Дамская рука не могла причинить двухметровому гиганту особых страданий. Но вдруг жало резануло по лопаткам так, что тело содрогнулось от неожиданной боли. Мелкие щетинки бархатной кожуры с каждым ударом проникали все глубже под кожу.
Госпожа била зло и не уставала от ярости.
Пьетто пожалел, что согласился на игру.
– Госпожа, мы теряем время, – вставил он в интервале между воплями мышц, но ее малиновые губы растянула презрительная гримаса.
– Ты права, госпожа. Все мужики сволочи и достойны несусветных пыток. Тебя кто-то обидел. Убей меня за это, растопчи
Она поправила на его лице кляп, затянула пряжку так, что хрустнула челюсть, потом продолжила пытку.
– Дура! Какая же ты дура! – мычал Пьетто сквозь кляп, дергаясь в цепях.
И думал: «Когда же эта сука устанет?»
Вчера администратор заведения, слащавая располневшая о гормонов тварь, целый день песочила новому рабу мозги:
– Нас, женщин, можно соблазнить только силой ума, или мышц. А грязные самцы, устроены иначе. Вы все отдаете за наши тряпки и побрякушки. Вы ведетесь на бантик или пятый размер бюста. Дамы втайне смеются над вами, проверив уровень остроумия, а заодно способность к ведению банковских дел. Вы из глины, а мы из ребра. Вы из грязи, а мы из одухотворенной человеческой плоти. Так кто из нас должен править миром – мы или вы?
Он с бабами никогда не спорил. Не видел в этом ни смысла, ни пользы.
Когда он размашистой подписью завизировал контракт, она скривила гримасу, словно ее стошнило:
– Тебя, кажется, Пьетто зовут? Ты здорово влип, дружочек.
– В чем прикол? Разве я не натрахаюсь вдоволь?
– Более чем вдоволь.
– Когда начнем?
– Сначала медосмотр.
Мятый старикашка в очках заглянул ему в трусы, высветил фонариком зев и анус, постучал молотком по ребрам и пробурчал:
– Что же вы, молодые люди, претесь сюда за гроши?
– Не за гроши, а за секс. По контракту мне положено каждый день восемь часов порнухи.
– Ты подписался на жесть.
– Лишь бы секса больше. Справлюсь.
– Фирма госпожи Виолетты гарантирует жесткий секс для помешанных дамочек.
– Но это же не дурдом?
– Это ад.
Дамочка устала хлестать и остановилась.
Пьетто расслабился. Ну, наконец-то, стерва угомонилась.
Он красиво поиграл бицепсами на груди.
– Теперь настал мой черед, дождалась, зараза.

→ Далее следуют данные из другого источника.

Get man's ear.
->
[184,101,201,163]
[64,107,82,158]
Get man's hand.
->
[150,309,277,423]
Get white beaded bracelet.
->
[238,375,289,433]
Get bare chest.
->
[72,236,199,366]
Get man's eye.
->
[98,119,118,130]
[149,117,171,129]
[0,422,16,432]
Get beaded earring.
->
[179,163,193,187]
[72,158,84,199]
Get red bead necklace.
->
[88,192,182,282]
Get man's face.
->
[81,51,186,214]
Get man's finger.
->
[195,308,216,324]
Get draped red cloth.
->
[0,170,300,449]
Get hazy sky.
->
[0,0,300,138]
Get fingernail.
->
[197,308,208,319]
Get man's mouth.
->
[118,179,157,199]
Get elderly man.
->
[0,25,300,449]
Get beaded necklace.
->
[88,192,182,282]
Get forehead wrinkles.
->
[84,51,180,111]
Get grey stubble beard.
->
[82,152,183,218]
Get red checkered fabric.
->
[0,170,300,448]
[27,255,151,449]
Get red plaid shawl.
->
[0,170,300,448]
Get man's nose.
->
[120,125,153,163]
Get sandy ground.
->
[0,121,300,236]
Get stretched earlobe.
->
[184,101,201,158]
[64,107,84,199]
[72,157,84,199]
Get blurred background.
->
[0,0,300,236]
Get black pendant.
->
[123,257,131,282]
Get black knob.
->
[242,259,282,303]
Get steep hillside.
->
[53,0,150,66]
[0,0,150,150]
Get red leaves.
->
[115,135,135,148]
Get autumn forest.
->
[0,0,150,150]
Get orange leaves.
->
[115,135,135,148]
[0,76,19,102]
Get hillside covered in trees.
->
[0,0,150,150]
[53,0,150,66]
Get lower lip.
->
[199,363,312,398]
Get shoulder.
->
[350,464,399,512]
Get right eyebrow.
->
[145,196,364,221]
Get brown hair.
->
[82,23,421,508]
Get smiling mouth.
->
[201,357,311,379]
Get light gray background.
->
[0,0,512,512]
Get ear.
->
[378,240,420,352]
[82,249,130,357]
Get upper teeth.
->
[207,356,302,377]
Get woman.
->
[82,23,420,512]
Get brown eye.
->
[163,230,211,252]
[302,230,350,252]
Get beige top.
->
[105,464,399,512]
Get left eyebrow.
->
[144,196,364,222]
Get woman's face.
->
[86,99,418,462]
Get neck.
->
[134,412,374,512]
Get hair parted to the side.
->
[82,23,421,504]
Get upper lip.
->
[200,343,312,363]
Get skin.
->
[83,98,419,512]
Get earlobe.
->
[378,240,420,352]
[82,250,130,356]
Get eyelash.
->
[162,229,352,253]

Пьетто хотел содрать с нее маску, но вместо этого вдруг получил острым каблуком по низу.
– Сука, что ж ты…
Он не мог себя обезопасить. Обе руки были жестко прикованы к изголовью.
– Когда ж тебе надоест? Может, хватит? Может, тебе в зад заехать? Могу.
Он заметил в руках у дамы лимон.
Она подкинула его на ладони, лизнула белесой лопатой языка, и медленно прокатила фрукт по его бицепсам, груди и паху раба. Потом взяла тонкий ланцет, разрезала согретый плод пополам, выжала сок на исхлестанную грудь грудь раба и ниже…
Подняла плетку. Усмехнулась…
Кляп во рту не позволил Пьетто заорать.
Раб любил целовать оплавленное пятнышко под кровавым рубином на шее госпожи. Оно было напитано соленой гаммой гормонов. Губами он улавливал биение жилки под нежной кожей, именно с этого поцелуя начинался для раба дозволенный рай.
Малиновые когти впивались в исхлестанные лопатки, царапали вздутые воспаленные рубцы, а недоступное тело раскрывалось перед ним в неистовом желании не мучить – а страдать.
Тогда Пьетто сам становился дирижером и повелителем жуткой музыки.
Он вонзал набрякший лиловый член в мучительно узкое отверстие так, что вульва слегка надрывалась.
Он знал, что эта царапина доведет госпожу до исступления.
И пусть она стонет, не различая импульсов боли и сигналов переполненного мочевого пузыря…
Он отомстит ей тем, что кончит не скоро, лишь после полного унижения госпожи.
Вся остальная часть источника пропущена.